All these Medici were sentenced by the Signoria to exile in perpetuity, a reward of 4,000 florins being offered for the capture of Piero and 2,000 florins for Giovanni. Their cousins, the sons of Pierfrancesco, were exempted from the ban because of their vaunted opposition to Piero; but they prudently changed their name to Popolano and had the Medici coat of arms removed from the walls of their palace.
Disguised as a Dominican friar, Piero's brother, Giovanni, who, at his father's instigation, had been created a cardinal two years before, managed to convey some of the treasures of the Medici library from the palace to San Marco.
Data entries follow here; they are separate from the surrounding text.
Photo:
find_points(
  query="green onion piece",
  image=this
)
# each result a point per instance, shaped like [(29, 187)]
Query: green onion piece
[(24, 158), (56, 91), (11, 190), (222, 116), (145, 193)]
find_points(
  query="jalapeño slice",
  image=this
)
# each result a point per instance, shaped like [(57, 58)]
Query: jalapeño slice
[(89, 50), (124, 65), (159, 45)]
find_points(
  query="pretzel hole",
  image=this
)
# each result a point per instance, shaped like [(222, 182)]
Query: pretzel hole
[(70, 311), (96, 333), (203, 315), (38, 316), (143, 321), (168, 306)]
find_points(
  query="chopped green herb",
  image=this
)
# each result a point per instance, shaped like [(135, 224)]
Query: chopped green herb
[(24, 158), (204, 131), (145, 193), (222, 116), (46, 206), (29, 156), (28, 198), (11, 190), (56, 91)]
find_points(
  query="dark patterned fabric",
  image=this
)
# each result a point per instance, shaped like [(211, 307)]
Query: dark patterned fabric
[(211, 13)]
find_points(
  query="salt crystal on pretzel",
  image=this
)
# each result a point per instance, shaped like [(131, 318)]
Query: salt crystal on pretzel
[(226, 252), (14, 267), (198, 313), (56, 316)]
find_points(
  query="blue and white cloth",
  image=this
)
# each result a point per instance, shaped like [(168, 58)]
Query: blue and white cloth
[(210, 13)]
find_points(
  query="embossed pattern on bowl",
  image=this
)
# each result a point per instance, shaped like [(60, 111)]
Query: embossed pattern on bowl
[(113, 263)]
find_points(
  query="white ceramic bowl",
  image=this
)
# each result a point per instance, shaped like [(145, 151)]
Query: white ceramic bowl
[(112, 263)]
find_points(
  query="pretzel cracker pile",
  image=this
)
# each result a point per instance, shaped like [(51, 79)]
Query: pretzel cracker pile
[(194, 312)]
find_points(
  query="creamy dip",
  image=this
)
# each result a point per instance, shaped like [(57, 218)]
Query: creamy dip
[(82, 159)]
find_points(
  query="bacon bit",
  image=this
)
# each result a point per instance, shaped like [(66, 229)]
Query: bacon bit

Other small treasures had been removed from the palace by Piero himself, who took them with him to Venice; but there was much left to plunder when a mob inevitably broke in, carrying off innumerable pictures and statues. ‘The best of the Medici furniture had been conveyed to another house in the city,’ Philippe de Commines reported. ‘But the mob plundered it. The Signoria got some of Piero's richest jewels, twenty thousand ducats in ready money from his bank in the city, several fine agate vases, as well as an incredible number of cameos admirably well cut, three thousand medals of gold and silver [and much more besides].’
French quartermasters had already entered the city to mark with chalk the buildings considered suitable for the billeting of troops. As one of four delegates sent to Pisa, which the French had occupied and declared to be free of the tyranny of Medici rule, Savonarola assured King Charles that his troops would be welcome in Florence.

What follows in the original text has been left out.